Predicting flood events
in Louisiana
First Springboard Capstone Project - June 2020
Purpose and Goal
This was my first capstone project for the Springboard Data Science bootcamp. The goal was to build a model that is capable of taking in forecast data and return the likelihood of a flood event occurring in Louisiana. The major phases were data cleaning, exploratory analysis, and training the model.
This page contains a high level overview, but a more detailed report can be found here.
Stack
Python (pandas, NumPy, pandarallel, seaborn, matplotlib, BeautifulSoup, requests, SciPy, scikit-learn), SQLite
Data Sources
NWS provided storm data containing statistics on personal injuries and damage estimates from 1950 to present. There were 34 different storm events including various types of floods, hurricanes, thunderstorms, hail, etc. There were 51 columns including damage, injuries, deaths, etc. I used Python scripts to download all 213 csv files, create a database, and ingest the data into the database.
Additional supporting data included historical meteorological data to analyze any potential correlations. NOAA's National Centers for Environmental Information had Daily Summaries data at numerous stations across the United States. This data included air temperature, precipitation, and wind speed.
Exploratory Data Analysis
There were 668 flash floods, 132 floods, and 11 coastal floods in the dataset. NWS provided documentation defining the storm events recorded in the database.
- flash flood: life-threatening, rapid rise of water into a normally dry area beginning within minutes to multiple hours of the causative event (e.g., intense rainfall, dam failure, ice jam)
- flood: any high flow, overflow, or inundation by water which causes damage
- coastal flood: flooding of coastal areas due to vertical rise above normal water level caused by strong, persistent onshore wind, high astronomical tide, and/or low atmospheric pressure
Wind speed was another anticipated feature of interest because these events are caused by coastal processes such as waves, tides, and storm surges, which are strongly influenced by wind.
The following image is the correlation matrix. The grey area indicates relationships that are with themselves (e.g., `avg_wind_spd` vs. `avg_wind_spd`, etc.), relationships that are nonsensical (e.g., region vs. season, etc.), or repeating values (e.g., `prcp` vs. `avg_wind_spd` shown only once). Any relationships that were not statistically significant were also greyed out.
Model
Two classification algorithms were used: logistic regression and random forest. Both algorithms were beneficial because they are both generally easy to interpret, allowing for easier stakeholder communication. Logistic regression was selected because it is the go-to method for binary classification problems. Random forest was selected because it works well with fitting categorical features and high dimensional data. Random forest performed the best with an F-2 score of 0.839 compared to logistic regression’s F-2 score of 0.836. Hyperparameter tuning was done with cross-validated grid search.

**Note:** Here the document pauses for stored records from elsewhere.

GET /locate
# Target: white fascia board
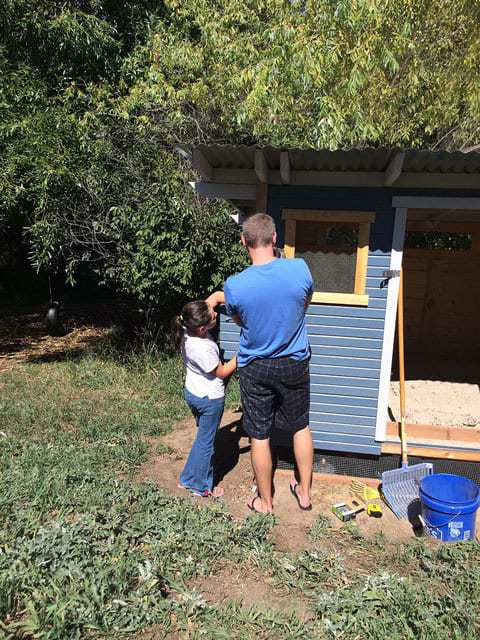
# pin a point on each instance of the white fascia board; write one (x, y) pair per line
(225, 191)
(390, 322)
(438, 202)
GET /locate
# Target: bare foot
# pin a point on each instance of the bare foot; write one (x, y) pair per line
(303, 500)
(256, 504)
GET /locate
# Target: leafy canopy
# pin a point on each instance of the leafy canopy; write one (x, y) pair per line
(95, 94)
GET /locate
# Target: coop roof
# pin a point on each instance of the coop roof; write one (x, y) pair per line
(233, 171)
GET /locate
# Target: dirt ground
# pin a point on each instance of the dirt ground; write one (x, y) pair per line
(438, 402)
(233, 459)
(24, 338)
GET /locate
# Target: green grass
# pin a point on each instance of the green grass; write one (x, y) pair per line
(87, 552)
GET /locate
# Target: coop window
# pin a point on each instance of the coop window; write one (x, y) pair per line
(334, 244)
(438, 240)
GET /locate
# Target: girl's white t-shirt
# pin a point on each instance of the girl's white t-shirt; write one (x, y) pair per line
(201, 356)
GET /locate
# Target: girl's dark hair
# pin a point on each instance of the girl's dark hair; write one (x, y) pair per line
(194, 315)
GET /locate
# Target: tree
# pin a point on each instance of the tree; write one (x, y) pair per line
(95, 95)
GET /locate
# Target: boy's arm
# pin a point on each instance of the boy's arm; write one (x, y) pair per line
(215, 299)
(225, 370)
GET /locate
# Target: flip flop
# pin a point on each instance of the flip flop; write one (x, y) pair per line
(251, 506)
(293, 491)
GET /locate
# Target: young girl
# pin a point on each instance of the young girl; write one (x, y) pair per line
(204, 391)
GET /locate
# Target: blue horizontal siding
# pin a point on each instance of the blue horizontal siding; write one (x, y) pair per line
(333, 368)
(339, 390)
(340, 360)
(338, 427)
(339, 419)
(312, 322)
(350, 438)
(345, 341)
(341, 381)
(363, 401)
(339, 407)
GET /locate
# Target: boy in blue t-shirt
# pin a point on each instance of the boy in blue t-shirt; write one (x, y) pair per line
(268, 300)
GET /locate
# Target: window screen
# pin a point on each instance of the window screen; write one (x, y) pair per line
(330, 250)
(438, 240)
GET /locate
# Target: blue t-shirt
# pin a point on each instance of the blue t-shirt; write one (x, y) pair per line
(270, 301)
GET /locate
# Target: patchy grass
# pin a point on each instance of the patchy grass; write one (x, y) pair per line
(85, 552)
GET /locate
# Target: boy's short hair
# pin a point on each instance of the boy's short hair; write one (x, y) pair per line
(258, 230)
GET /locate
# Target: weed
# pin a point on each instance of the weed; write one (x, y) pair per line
(84, 554)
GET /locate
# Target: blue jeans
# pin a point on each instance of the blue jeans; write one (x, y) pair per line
(197, 474)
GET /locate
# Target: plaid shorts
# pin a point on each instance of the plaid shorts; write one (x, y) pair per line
(275, 396)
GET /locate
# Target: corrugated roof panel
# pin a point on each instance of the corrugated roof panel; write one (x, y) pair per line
(375, 160)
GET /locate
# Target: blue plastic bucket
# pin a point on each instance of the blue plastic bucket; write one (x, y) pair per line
(449, 506)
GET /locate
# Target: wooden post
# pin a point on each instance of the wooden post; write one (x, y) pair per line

precision | recall | f1-score | support | |
no flood | 0.98 | 0.95 | 0.96 | 1247 |
flood | 0.74 | 0.87 | 0.80 | 203 |
accuracy | 0.94 | 1450 | ||
macro avg | 0.86 | 0.91 | 0.88 | 1450 |
weighted avg | 0.94 | 0.94 | 0.94 | 1450 |
Issues and Potential Improvements
Data cleaning and joining the two data sets together were the trickiest parts of this project.
- The storm events data used parish to indicate location of the event, but several data points were not exact parish names and had to be cleaned to be one of the distinct 64 parishes in the state
- The meteorological data did not include parishes for each station, which was how I joined it with the storm events data. Had to use an API to query for each parish based on coordinates of each station. Then the station data was aggregated to represent the parish in its entirety by taking the mean of all data points for stations within each station for each date
- The data was sparse; when the storm events and meteorological data were joined, there were only 2,202 flood events, of which only 812 data points had complete meteorological data. A better data set would improve the model's capability to predict flood events
Further data exploration could be done in order to find other data sources or potentially feature engineering to strengthen the model. Predictive weather models are exceptionally complex, and there is likely much more that can be done to develop a stronger model with a higher F-2 score. Additionally, a web application could be developed to allow access for use by stakeholders.